Families play a crucial role in supporting people who are suicidal

"My ability to support my family member in crisis or just the ongoing condition is only as good as my ability to look after myself," – Kate*, a local carer for her son who has depression and post-traumatic stress disorder (PTSD).

Families play a crucial role in supporting people who are having suicidal thoughts. It’s important that we acknowledge the role of family members and carers, and make sure we’re supporting them as well.

Those caring for someone with suicidality often feel isolated and unsupported. "My parents have both passed away. My siblings are somewhat estranged and do not comprehend the challenges we face," said Kate.

Kate encourages the community to gain a better understanding of mental health conditions and suicide prevention to increase people’s insight into what it’s really like for carers and those they’re caring for.

"I can’t emphasise enough how important this is for carers," she said. "As is often the case for carers of people with mental health conditions or suicidal thoughts, social connections can be weakened, with friends not being fully informed of the difficulties and thus not really understanding.

"Keeping my own life as solid and stable as possible is crucial, so I need to stay interested in hobbies and creative pursuits, do meaningful work and stay as healthy as possible.

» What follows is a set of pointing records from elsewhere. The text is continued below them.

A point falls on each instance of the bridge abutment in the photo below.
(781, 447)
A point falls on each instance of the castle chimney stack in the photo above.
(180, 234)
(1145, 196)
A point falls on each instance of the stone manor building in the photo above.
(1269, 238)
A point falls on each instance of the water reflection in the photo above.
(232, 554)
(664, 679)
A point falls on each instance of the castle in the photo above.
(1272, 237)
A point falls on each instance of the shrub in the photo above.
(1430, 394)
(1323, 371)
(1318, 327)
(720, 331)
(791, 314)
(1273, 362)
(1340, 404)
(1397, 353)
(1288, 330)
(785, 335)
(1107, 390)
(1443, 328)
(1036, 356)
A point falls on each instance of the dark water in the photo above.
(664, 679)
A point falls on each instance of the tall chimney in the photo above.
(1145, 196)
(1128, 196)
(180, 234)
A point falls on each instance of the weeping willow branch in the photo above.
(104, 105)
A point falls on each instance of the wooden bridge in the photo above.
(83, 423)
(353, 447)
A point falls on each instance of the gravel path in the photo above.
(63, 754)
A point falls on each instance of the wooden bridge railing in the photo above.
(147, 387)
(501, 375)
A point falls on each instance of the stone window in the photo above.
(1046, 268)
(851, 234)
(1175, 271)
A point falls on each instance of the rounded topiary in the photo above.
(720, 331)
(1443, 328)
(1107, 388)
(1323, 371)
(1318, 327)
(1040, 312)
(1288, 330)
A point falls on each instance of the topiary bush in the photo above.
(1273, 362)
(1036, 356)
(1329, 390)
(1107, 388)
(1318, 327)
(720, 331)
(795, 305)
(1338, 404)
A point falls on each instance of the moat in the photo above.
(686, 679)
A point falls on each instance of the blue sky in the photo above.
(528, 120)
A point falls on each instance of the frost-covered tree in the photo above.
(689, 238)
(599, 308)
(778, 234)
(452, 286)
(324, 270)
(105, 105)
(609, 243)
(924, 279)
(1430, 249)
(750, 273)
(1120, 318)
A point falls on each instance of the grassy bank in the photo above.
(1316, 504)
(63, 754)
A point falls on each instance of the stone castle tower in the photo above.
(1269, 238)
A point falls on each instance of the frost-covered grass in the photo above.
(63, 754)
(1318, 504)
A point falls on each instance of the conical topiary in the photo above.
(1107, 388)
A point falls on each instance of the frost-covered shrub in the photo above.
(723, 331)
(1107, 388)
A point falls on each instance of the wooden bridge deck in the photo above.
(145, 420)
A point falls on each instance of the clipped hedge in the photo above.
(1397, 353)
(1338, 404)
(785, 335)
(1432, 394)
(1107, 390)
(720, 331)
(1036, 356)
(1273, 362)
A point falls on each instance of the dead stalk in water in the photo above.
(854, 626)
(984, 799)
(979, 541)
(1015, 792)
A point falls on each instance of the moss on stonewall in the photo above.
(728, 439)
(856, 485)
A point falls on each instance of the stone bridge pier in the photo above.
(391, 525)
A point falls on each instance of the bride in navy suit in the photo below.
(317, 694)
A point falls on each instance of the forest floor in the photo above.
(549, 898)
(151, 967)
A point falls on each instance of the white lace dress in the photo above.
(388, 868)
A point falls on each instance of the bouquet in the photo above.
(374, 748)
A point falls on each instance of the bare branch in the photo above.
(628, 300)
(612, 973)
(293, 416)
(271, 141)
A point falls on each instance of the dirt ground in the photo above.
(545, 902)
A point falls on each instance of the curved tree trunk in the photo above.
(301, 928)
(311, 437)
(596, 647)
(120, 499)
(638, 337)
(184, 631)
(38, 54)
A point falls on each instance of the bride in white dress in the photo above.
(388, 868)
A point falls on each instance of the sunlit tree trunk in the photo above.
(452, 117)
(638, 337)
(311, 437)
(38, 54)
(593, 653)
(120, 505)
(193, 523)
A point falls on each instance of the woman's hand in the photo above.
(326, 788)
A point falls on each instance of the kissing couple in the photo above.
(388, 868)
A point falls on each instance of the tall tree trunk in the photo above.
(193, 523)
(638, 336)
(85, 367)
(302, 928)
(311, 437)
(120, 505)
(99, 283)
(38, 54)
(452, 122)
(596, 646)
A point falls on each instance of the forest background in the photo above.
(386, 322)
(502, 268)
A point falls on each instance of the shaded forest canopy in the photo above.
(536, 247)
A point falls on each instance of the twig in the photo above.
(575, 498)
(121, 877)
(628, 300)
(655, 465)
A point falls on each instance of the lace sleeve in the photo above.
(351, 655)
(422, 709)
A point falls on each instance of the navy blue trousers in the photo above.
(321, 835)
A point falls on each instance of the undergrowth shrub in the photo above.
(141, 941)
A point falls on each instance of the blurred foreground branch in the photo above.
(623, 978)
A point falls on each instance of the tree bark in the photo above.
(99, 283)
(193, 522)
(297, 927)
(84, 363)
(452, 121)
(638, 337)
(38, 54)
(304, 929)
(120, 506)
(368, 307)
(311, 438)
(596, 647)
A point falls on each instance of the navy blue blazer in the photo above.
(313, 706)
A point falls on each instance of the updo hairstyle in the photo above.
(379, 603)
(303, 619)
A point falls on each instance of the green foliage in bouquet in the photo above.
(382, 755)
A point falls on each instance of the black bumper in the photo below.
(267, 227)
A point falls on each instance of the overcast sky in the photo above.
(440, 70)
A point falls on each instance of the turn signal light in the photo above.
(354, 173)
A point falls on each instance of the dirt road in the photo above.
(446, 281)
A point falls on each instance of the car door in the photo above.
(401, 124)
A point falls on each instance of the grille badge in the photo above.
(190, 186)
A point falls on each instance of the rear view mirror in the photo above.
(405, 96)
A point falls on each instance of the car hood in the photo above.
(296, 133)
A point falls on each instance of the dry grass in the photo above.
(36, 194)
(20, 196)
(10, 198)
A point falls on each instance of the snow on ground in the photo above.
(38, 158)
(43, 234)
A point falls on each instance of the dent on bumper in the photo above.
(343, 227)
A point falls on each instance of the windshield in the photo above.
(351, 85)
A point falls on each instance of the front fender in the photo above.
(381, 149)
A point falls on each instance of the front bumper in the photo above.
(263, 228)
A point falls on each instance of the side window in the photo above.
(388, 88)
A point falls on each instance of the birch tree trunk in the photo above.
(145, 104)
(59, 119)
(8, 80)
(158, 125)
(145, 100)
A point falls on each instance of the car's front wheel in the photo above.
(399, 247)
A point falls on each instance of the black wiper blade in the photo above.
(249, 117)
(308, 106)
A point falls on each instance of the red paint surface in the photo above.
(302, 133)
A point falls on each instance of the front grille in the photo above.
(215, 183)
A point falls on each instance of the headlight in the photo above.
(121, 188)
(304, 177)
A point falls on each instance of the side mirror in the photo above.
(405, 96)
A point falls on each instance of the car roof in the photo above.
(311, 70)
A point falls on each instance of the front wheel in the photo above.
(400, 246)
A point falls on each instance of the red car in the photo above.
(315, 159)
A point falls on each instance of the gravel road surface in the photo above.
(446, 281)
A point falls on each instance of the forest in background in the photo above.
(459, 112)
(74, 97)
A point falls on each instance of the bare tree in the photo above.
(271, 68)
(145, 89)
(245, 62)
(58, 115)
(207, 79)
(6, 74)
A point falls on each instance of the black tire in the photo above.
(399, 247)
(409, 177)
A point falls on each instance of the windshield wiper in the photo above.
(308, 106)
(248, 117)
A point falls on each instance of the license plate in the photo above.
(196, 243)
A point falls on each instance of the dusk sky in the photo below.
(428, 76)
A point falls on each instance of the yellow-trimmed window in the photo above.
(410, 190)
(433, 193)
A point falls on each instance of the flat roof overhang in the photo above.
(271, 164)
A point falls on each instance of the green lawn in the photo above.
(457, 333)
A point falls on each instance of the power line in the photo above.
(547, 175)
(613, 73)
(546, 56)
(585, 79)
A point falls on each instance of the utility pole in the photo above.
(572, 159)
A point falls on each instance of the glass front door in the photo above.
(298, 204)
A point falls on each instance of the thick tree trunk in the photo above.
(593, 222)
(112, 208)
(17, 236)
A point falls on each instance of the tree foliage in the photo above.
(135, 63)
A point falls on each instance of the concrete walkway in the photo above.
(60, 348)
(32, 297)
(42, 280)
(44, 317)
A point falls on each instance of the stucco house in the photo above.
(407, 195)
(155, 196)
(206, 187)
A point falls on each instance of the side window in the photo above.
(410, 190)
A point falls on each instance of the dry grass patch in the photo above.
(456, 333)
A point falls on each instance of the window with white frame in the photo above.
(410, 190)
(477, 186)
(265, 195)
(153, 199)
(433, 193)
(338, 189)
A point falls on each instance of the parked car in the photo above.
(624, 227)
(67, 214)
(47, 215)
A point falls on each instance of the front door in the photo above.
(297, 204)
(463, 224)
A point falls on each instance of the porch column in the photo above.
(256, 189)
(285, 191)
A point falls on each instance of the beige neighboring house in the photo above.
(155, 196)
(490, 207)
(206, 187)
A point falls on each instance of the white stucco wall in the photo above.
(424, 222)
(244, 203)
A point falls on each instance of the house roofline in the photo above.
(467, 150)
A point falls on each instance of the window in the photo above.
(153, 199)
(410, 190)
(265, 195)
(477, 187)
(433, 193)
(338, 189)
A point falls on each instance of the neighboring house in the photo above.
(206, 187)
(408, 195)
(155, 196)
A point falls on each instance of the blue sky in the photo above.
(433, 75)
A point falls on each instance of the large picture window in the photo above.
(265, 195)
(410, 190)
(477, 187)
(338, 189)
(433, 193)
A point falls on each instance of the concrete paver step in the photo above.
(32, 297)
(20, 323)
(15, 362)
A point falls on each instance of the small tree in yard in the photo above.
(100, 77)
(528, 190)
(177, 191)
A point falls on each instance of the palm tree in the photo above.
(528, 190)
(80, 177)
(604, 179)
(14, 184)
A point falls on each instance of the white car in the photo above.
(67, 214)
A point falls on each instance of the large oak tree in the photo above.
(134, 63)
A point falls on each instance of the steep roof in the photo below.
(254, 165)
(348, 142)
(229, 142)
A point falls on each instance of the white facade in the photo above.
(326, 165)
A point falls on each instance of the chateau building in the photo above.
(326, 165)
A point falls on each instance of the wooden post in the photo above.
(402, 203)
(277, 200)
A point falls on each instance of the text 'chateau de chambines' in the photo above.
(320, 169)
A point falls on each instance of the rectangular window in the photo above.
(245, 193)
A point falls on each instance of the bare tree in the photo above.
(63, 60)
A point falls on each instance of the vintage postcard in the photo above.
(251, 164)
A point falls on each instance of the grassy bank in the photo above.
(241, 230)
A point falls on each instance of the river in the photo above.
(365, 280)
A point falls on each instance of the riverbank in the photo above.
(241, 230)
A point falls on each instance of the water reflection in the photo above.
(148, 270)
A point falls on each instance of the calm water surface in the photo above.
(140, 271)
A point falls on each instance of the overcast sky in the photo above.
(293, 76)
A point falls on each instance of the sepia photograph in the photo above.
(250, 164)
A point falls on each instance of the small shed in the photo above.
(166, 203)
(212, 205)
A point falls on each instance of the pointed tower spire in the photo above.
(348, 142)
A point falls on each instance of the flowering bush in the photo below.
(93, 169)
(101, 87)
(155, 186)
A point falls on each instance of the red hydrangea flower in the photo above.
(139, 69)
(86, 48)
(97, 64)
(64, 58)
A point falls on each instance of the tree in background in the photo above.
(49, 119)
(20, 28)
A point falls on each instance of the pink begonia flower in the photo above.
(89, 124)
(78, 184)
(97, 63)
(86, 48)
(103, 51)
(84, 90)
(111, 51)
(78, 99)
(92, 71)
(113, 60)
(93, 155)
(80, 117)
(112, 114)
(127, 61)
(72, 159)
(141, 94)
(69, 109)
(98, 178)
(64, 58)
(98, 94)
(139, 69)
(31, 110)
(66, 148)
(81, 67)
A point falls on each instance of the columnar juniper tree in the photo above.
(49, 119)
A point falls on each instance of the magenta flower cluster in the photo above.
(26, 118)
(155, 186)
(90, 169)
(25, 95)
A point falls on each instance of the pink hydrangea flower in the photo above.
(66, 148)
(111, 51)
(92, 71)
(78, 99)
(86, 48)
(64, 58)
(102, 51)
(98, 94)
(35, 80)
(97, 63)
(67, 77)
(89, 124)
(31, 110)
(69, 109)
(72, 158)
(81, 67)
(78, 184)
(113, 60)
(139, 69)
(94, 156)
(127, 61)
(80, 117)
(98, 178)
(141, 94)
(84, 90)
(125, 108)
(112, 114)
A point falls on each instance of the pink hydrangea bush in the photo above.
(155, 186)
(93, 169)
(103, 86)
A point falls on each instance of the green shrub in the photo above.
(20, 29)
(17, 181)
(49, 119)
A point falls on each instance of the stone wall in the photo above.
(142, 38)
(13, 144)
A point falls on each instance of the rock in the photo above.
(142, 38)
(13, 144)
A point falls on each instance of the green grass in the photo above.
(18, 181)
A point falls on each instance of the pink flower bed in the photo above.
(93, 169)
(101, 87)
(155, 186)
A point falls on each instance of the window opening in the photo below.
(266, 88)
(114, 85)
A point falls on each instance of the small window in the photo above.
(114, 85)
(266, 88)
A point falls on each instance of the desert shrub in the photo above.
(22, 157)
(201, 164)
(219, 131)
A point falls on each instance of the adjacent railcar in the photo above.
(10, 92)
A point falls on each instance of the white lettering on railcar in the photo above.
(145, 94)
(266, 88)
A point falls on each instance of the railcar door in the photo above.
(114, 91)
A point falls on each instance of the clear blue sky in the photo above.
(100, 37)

This helps me foster positive relationships with people in the community as well as my son."

Dr Alex Hains, Regional Manager of the Illawarra Shoalhaven Suicide Prevention Collaborative, agrees that families play a crucial role.

"While most services are only available during business hours, families are on call 24/7. Families often work incredibly hard to support their loved ones to acknowledge there is a problem, and then work even harder to help them get professional help for it," said Dr Hains.

Dr Hains said family members are often the best-placed to notice when someone isn’t their usual self.

"Family members might notice their loved one isn’t sleeping or eating as much as usual (or far more than usual), or not enjoying the things they used to enjoy. These changes should be seen as ‘flags’."

There are some simple, safe steps that family members can take to identify and support a loved one who is struggling.

"It could be as simple as signing up to do the Question, Persuade and Refer (QPR) training, a one-hour online course for just $10, which will help you recognise warning signs for suicide," said Dr Hains.

"QPR will give you with the skills and confidence to talk to a loved one about their suicidal thoughts and connect them with professional care."

There are some other practical things families can do to help prevent suicides.

"With 68% of suicide deaths occurring in the Illawarra Shoalhaven occur within the home, we encourage families to have open and direct conversations about how to support each other, particularly when they’re in crisis. Planning ahead for these times is really worthwhile. This isn’t about trying to control everything or take decisions away from people who are struggling. It’s about doing what you can to keep them safe while they’re in crisis," said Dr Hains.

A number of resources are available locally for families supporting someone with suicidality or mental health issues, such as ARAFMI, who facilitate regular support groups for family and carers and have recently published a Carer’s Crisis Manual to help guide carers through the particularly difficult times. The Manual is available for download at www.arafmiillawarra.org.au or you can contact ARAFMI on 4283 3993.